Sundance Selections acquired the movie’s US distribution rights after its world premiere in the competition series of the 2011 Cannes Film Fest, where it received mixed reviews by critics.

Her story about a beautiful though damaged young woman entrapped in the slippery world of high-end sex worker, the movie shows compelling linkage with French director Catherine Breillat’s The Sleeping Beauty. Both are about power, sexuality and mythmaking. The critical difference is that Leigh’s version is deliberately anti-erotic.

Despite a fearless and impressive performance by young actress Emily Browning, the sex here is anything but fun, glamorous, sensual or liberating. It’s brutish and debasing. The conception and power of the performance strikes the right chords of frailty, skittishness and brazen empowerment.

It’s sex as a purely transactional endeavor. When Lucy (Browning), the young college student whose brought to the attention of the madam (Rachael Blake) that operates the high-end bordello, the older woman sternly cautions her: “Whatever you do, don’t think of this as a career.” Make your money, pay off your debts and get out fast, she says.

Given her background–the writer of two acclaimed works of fiction, most prominently “The Hunter“–Leigh has talked about various literary influences of her first movie: Yasunari Kawabata’s “House of the Sleeping Beauties” and Gabriel Garcia Marquez’s “Memories of My Melancholy Whores.”

It seems clear that the film is shaped by two masterpieces of movie modernism: Chantal Akerman’s “Jeanne Dielman” and Luis Bunuel’s “Belle de Jour.” Like the Akerman film, the movie is shaped around process and routine. Leigh hammers the monotony of the interior life of her off-center, inchoate college student.

Rigorously framed and shot by the excellent cinematographer Geoffrey Simpson, Leigh rarely moves the camera. She prefers long takes from a fixed perspective. In the rare times she does move the camera, the effect is devastating, like a moment midway through the film where the camera pulls back from the nighthawk skyline, where Lucy is naked, asleep in bed. The angle and movement are a piercing reminder of the unusual remunerative benefits of her job.

The camera is present, but never distracted. It’s also never passive. Leigh is studying behavior and action, and underlining the cause and effect of her plunge to a strange otherworld. Estranged from her alcoholic mother, Lucy is taking classes at a local university. She works a couple of dead-end jobs, an assistant at a weirdly unpopulated corporate office and a hostess at a coffee bar and restaurant.

She apprentices for the big job by appearing, in an elaborate performance of a make believe virgin decked out in naughty lingerie who backs up a chorus line of dark-eyed beauties who serve a group of wealthy elderly men fancy French dishes and expensive wines in topless outré uniforms. For good measure, the women also avail themselves in sexually debased positions, making the similar orgies from Kubrick’s “Eyes Wide Shut” appear fairly liberating and progressive.

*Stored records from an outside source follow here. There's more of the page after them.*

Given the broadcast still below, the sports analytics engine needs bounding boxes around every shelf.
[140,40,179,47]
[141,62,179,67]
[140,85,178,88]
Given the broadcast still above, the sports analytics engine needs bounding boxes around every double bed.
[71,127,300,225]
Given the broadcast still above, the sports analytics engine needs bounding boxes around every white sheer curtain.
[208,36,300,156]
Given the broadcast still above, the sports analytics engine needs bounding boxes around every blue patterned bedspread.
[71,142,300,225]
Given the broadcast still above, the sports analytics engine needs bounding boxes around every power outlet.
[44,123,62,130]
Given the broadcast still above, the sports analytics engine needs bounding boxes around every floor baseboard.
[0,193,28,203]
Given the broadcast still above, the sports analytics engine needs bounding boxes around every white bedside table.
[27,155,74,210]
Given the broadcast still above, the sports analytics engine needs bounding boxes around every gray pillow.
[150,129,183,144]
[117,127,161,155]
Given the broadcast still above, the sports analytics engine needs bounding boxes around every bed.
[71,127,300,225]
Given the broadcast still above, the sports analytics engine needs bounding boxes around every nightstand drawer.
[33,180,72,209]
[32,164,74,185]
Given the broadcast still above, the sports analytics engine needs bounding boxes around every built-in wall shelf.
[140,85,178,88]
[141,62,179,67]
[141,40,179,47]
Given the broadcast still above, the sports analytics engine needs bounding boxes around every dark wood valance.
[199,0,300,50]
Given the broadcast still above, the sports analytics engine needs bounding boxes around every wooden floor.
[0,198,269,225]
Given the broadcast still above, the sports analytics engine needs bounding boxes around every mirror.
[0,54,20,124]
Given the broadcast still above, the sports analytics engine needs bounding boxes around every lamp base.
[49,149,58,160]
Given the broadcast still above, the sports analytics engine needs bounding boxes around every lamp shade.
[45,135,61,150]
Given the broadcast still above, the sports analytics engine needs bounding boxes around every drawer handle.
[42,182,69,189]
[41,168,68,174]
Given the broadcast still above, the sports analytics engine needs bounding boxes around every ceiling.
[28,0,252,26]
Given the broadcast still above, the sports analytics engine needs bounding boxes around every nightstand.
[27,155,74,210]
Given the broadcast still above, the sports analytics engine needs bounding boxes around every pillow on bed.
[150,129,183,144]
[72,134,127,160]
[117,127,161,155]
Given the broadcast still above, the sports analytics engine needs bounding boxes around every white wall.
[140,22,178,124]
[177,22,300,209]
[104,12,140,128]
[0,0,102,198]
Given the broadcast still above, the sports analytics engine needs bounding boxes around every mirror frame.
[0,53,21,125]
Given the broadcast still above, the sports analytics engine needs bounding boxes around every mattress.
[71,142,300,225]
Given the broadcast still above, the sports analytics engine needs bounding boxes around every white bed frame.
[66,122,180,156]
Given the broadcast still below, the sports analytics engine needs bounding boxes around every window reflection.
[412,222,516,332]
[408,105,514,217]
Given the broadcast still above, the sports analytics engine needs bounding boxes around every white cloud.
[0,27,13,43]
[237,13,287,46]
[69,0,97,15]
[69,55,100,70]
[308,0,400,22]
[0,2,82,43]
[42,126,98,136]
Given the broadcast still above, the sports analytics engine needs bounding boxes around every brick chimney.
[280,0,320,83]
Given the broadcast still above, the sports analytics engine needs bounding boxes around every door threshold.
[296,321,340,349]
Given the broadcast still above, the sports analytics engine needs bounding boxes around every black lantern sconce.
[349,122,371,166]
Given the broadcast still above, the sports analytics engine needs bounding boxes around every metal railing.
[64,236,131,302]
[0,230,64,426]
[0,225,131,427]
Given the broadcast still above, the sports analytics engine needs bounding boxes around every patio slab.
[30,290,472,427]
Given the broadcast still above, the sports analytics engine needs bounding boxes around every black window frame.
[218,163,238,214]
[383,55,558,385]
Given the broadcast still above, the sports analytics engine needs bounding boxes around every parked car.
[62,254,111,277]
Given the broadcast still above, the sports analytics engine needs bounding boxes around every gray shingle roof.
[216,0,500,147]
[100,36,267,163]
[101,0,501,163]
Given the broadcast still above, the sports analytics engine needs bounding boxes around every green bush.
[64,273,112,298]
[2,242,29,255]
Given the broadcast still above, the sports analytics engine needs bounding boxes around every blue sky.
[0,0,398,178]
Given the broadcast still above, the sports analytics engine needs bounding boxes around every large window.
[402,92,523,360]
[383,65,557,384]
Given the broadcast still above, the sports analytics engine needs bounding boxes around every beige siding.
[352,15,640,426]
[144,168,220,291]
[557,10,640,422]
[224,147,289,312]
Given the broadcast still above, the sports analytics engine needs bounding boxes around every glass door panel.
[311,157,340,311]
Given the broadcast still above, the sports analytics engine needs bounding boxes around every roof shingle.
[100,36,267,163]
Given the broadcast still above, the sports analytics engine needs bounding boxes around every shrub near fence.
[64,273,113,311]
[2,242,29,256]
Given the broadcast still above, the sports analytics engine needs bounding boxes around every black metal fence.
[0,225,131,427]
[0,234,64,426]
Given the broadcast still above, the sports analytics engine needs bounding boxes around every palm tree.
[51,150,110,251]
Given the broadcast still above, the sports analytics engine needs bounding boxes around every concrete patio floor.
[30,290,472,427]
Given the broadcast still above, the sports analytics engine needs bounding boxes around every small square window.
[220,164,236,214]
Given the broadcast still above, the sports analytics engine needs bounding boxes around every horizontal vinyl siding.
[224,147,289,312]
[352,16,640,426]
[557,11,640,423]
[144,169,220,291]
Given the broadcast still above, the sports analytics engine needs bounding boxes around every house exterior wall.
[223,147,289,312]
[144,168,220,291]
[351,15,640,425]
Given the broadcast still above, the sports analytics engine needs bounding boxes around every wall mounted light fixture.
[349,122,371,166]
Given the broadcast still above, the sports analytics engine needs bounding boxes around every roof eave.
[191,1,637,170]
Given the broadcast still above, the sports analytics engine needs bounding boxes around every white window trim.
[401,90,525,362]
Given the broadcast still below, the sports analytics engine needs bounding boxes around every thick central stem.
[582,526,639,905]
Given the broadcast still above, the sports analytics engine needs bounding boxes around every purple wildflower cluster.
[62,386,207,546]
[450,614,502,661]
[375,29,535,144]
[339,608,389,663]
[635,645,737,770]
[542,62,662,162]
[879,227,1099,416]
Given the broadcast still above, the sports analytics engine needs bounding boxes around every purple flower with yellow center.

With Lucy now living in the posh apartment and needed to jack up her income, she agrees to the more lucrative stake of high end prostitution, with a twist. She is drugged, placed in bed by her female handler and the older, clearly damaged clients are repeatedly told they are strictly prohibited from vaginal sex.

“Sleeping Beauty” might be considered by some as a feminist tract or a subversive piece of pop art.  But it is rather an intelligent and thoughtful consideration of the anarchic and combustible intermingling of sex and control. The older men are largely pathetic and detestable, but Leigh allows one sharp and compelling act of confession from a prized client (Peter Carroll) that’s a bit of a showstopper though effective all the same.

Leigh actually demands a performance out of the gifted Browning. It’s a startling performance, alternating between tragedy and a wistful self-recognition of who and what she has become.

Browning responds with some remarkable work, dancing on the edge of desire, voyeurism and complicity. She’s beautiful, and fearless in what shows about herself. The movie works because of its refusal to provide easy answers. Lucy is deliberately unmoored; the movie “Sleeping Beauty” is sharp and compelling at navigating that inner and outer space.

The formal style constantly invites us to watch and look over Lucy until the movie’s chilling denouement. “Sleeping Beauty” is a curious work, both cold and intuitive about human nature and primal needs. Most important, it sets the stage for two gifted new creative talents, the filmmaker Leigh and the bold Browning.